The summer rolls on. While the south enjoys hot temperatures, it’s been more moderate here. Very much the regular sunshine and showers of my youth. Hard to believe it’s 50 years since the record breaking summer of ‘76. It was so hot. The roads melted and I remember we’d roll pieces of tarmac into balls and throw them at each other. Though we’re much further north here so it was much less dramatic history suggests. That’s how I like it. Anything above 25 ot the mid 70s and I get incapacitated by the heat which is ironic since we spent so much time in Las Vegas and California. But then we did get heatstroke in Vegas in a classic mad dog and Englishmen sort of way as we went walking in the 120 degree heatwave which put the 80 degree heat of the summer of ‘76 in perspective. The thing is, from my British perspective, being hot means sweating but in 120 degrees all your sweat evaporates so counterintuitively you don’t have one of the usual markers for being hot.
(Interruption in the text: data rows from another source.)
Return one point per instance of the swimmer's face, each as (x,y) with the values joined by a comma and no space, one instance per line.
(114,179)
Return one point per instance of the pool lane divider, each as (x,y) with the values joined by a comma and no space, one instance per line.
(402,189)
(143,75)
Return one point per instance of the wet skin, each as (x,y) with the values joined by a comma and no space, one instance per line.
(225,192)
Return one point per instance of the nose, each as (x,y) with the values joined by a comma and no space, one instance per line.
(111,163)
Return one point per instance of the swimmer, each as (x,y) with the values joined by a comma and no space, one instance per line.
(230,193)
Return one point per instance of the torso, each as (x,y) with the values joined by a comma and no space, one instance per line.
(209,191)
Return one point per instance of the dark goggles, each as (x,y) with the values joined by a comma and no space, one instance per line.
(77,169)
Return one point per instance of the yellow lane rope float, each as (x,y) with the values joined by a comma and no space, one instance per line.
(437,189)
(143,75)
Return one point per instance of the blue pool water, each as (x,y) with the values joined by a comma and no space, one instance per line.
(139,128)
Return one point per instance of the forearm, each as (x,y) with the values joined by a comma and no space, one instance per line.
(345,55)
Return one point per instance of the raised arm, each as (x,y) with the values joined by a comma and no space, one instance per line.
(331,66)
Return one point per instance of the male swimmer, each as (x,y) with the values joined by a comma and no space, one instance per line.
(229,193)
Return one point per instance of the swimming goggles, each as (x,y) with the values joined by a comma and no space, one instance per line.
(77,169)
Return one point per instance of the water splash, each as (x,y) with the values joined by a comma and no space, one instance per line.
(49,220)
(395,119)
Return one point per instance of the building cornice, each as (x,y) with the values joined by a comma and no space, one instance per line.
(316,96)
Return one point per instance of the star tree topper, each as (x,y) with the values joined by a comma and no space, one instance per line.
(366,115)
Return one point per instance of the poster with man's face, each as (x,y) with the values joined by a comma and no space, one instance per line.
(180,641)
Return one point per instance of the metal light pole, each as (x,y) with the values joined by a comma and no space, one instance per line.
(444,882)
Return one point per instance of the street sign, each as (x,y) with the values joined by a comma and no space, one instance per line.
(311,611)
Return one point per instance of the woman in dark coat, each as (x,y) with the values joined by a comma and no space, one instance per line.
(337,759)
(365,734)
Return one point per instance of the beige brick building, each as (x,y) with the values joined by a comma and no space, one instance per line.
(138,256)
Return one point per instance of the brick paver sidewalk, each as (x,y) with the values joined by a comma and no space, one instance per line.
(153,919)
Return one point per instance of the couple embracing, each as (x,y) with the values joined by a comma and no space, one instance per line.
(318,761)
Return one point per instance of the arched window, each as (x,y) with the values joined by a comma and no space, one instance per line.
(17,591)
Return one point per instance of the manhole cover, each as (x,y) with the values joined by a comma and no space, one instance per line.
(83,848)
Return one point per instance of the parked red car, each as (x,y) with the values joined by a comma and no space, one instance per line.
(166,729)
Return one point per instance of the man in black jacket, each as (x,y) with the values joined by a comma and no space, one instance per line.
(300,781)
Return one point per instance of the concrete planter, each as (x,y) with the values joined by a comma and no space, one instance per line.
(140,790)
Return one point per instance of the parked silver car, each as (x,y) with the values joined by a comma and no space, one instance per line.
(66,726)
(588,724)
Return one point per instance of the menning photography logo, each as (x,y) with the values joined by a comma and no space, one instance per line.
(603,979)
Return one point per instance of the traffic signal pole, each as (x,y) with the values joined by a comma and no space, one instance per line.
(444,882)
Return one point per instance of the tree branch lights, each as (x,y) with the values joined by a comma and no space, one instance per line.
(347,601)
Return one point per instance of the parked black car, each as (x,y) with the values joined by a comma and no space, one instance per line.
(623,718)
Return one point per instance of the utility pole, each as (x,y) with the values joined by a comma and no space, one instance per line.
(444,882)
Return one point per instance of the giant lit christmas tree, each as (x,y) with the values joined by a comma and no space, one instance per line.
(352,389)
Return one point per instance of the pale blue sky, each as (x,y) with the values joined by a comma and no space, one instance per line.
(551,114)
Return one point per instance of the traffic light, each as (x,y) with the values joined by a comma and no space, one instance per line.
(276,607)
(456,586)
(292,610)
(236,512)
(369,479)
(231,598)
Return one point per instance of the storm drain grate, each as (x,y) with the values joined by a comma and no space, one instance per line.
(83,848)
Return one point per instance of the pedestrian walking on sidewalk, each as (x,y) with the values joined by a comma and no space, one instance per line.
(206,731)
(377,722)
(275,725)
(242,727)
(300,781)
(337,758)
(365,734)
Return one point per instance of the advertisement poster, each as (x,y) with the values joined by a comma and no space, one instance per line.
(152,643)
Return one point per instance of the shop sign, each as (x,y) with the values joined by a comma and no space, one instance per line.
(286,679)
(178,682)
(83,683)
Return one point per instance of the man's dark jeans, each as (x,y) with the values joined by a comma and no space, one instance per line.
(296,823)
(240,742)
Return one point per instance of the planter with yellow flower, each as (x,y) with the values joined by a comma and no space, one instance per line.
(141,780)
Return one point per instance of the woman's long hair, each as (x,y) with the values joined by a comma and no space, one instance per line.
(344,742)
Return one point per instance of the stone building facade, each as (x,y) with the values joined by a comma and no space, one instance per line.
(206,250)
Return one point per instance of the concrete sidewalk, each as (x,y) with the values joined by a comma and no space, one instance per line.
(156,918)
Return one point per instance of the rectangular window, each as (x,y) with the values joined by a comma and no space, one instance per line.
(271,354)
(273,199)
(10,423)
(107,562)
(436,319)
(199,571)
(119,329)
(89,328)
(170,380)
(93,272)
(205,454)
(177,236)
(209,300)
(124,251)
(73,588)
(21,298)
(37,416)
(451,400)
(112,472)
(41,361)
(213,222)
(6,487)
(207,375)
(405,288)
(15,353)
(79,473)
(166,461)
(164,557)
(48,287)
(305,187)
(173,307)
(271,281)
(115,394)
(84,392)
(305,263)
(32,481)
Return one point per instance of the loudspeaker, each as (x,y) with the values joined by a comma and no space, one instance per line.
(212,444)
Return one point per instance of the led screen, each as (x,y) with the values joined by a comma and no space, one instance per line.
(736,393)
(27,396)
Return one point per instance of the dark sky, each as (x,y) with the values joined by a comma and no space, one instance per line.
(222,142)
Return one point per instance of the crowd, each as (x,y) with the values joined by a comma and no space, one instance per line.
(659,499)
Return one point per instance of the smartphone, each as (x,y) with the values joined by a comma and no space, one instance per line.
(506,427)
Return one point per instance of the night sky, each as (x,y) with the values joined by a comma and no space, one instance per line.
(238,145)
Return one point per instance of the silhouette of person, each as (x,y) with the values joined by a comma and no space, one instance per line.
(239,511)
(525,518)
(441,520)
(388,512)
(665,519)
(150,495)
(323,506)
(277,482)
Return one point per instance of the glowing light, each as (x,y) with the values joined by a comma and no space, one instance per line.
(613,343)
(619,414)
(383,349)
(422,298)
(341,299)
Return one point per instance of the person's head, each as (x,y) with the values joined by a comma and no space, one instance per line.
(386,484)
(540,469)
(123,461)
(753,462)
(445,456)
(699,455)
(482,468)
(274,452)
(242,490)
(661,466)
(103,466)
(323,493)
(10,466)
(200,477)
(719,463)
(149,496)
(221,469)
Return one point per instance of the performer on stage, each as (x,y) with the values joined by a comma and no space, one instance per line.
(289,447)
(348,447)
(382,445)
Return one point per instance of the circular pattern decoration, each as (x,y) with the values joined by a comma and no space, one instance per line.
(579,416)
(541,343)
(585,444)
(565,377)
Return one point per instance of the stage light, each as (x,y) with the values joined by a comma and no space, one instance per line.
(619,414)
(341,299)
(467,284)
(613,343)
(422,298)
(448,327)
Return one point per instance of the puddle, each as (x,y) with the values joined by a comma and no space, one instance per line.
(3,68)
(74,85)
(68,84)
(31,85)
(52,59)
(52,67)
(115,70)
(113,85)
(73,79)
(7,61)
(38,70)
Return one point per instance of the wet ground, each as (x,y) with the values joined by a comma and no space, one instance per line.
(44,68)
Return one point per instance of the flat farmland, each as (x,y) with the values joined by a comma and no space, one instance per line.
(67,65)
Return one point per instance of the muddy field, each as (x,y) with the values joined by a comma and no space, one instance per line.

No one else was stupid enough to be out in it or were beside the pool, we just thought we’d power through it until we got lightheaded and couldn’t feel our feet on the ground. It was spacey like being stoned but not pleasurable. On that trip we were in a Harley Davidson restaurant when Obama was declared President and it was totally ignored. This major event happened and you’d never have known. That seemed really odd to us at the time. But perhaps less so now.
Anyway the decent weather has meant Dawn can get on painting the studio inside and out. A big task considering its size. The wild flower grass rectangles at the front are coming on and we’ve started eating kale already, courgettes will be next. Very much just busking it just now, long term we’ll plant trees and shrubs, so everything is a bit temporary but it's all starting to take shape slowly.
Kids broke up for the summer here on Thursday. That last day before the summer holidays stands out in my memory because it was such a unique day and the six week holidays spread out in front of you. It seemed so long and so full of potential.You could wear normal clothes and that seemed so transgressional somehow.
And you could bring games in though I never did largely because I didn’t have any that could be played by a group being a solitary sort of kid. My fun largely revolved around researching and buying albums and playing Subbuteo cricket and ‘Owzat. I completed a whole Championship three summers in a row with that alone. Just two dice one with a 1-6 on and another with potential dismissals on. Simple but effective at gripping an imaginative teenager. I used to create score cards and assiduously fill them in, playing every day of the summer. I suppose it was our generation's equal of computer games. I was all about creating alternate realities where I was God, as kids for whom actual reality is sub optimal tend to do.
Nothing like that is planned this summer but I promise we’ll get a raft of new designs done in the near future.